Later, they will become a hallowed out gourd that will be turned into decorative bowls sold in a souvenir shop.

 I take a picture of this one and hope I can identify it later—the tree whose fruit is green and looks a little bigger than a breadfruit. I have deleted pictures before because I couldn’t remember what kind of tree I had taken a photo of and my husband was also clueless.


My husband’s cousin, Margret, drops us off at our place after the brief consultation, but soon I am out again to buy a bottle of Rivers rum, Grenada's  best known. I remind myself that I should buy a bottle before I leave. It costs thirty-six Grenadian dollars ($13.00).


There are cheaper Grenadian rums. I only buy rum to make rum punch or once in a blue moon have a rum and coke—the only way I will drink it. Today I discovered a mauby drink. Another drink I can add to my list of discoveries. The first is Angostura (lemon, lime and bitters) which is non-alcoholic and delicious.


I must say that I miss some childhood drinks that I found difficult to find at first. I associate drinks like, cream soda, with my British Caribbean childhood.   Of course, there were medicinal drinks like "sena," "Ferrol,"and "cod liver  oil" which were spooned out weekend purges that still make me shudder just thinking about them.          

I am thinking however that our parents and grandparents were already sailing on the good health ship.




I have already had pawpaw, sour-sap and three mangoes today. That is still under the required number of fruit you should eat to maintain a healthy life but they will do.

It has been reported that many people on the island Okinawa in Japan live to reach a hundred years or more.  They eat at least seven fruit a day and maintain many healthy habits. It is also said that in their dialect there is no word for "retired." And they are never in a hurry.







neighbor's house







I have checked my duvet which is ninety percent dry but the bath rugs are still wet because of the short heavy rain that fell earlier. I decide to pick them up tomorrow after moving them to a sheltered area just like my neighbor. Tomorrow I will wash again and so will my neighbor.

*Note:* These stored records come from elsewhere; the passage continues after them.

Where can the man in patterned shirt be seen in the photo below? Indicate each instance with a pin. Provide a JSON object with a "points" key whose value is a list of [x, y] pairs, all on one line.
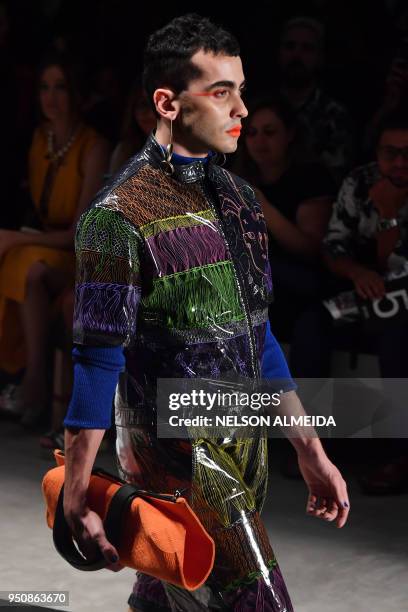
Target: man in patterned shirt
{"points": [[367, 234]]}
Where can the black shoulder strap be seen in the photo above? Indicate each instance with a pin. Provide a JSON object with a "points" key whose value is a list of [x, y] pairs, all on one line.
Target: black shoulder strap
{"points": [[62, 535]]}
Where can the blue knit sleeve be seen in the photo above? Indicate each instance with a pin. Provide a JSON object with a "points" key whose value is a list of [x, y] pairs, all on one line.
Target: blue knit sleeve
{"points": [[96, 373], [274, 364]]}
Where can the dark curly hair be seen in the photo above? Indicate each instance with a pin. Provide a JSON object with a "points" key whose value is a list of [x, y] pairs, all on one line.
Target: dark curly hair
{"points": [[168, 53]]}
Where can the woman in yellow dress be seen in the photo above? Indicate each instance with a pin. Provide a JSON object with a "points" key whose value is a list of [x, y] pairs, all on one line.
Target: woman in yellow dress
{"points": [[67, 162]]}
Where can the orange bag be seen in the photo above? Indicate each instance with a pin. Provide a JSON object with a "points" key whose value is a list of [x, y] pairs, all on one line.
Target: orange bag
{"points": [[154, 533]]}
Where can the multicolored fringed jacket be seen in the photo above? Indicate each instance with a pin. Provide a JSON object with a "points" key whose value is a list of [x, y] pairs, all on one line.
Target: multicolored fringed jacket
{"points": [[175, 269]]}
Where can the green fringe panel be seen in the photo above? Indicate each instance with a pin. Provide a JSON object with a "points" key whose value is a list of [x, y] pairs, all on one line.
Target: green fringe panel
{"points": [[197, 298]]}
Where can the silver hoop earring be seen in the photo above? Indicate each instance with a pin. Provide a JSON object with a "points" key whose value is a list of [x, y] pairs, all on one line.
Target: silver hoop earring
{"points": [[223, 159], [168, 154]]}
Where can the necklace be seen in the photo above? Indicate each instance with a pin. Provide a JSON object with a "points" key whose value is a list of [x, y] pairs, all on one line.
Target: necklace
{"points": [[58, 155]]}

My husband has gone to Courts’ Department Stores to ask for a copy of the washing instructions. I hope the machine will work correctly after this.


When I go out onto the street I am amazed at the number of new homes and number of new cars that ply the roads.

Grenada has 30 percent unemployment, yet there is an abundance of new SUVs. I haven’t seen an old dilapidated car yet.










      I am now thinking about a young man who came up to me near Grand Anse Beach and said he was from St. John’s Parish, and unemployed. He asked me for $2.00 GD to buy something to eat. I am always suspicious of beggars, but I give him $1.25. It is enough to buy a roasted corn. It is filling.






Dinner time is here.  It is a nice Caribbean vegetable  (yam, plantain, carrots, dasheen, dumplins and pigeon peas) and meat soup made by my husband.



After dinner I read and read and read —no internet, no TV. Good night. Sweet dreams.





1 comment:

  1. My husband and I read this together. I had to explain what some of things were. Brought back looks of memories-some good, some not so good. But such is life.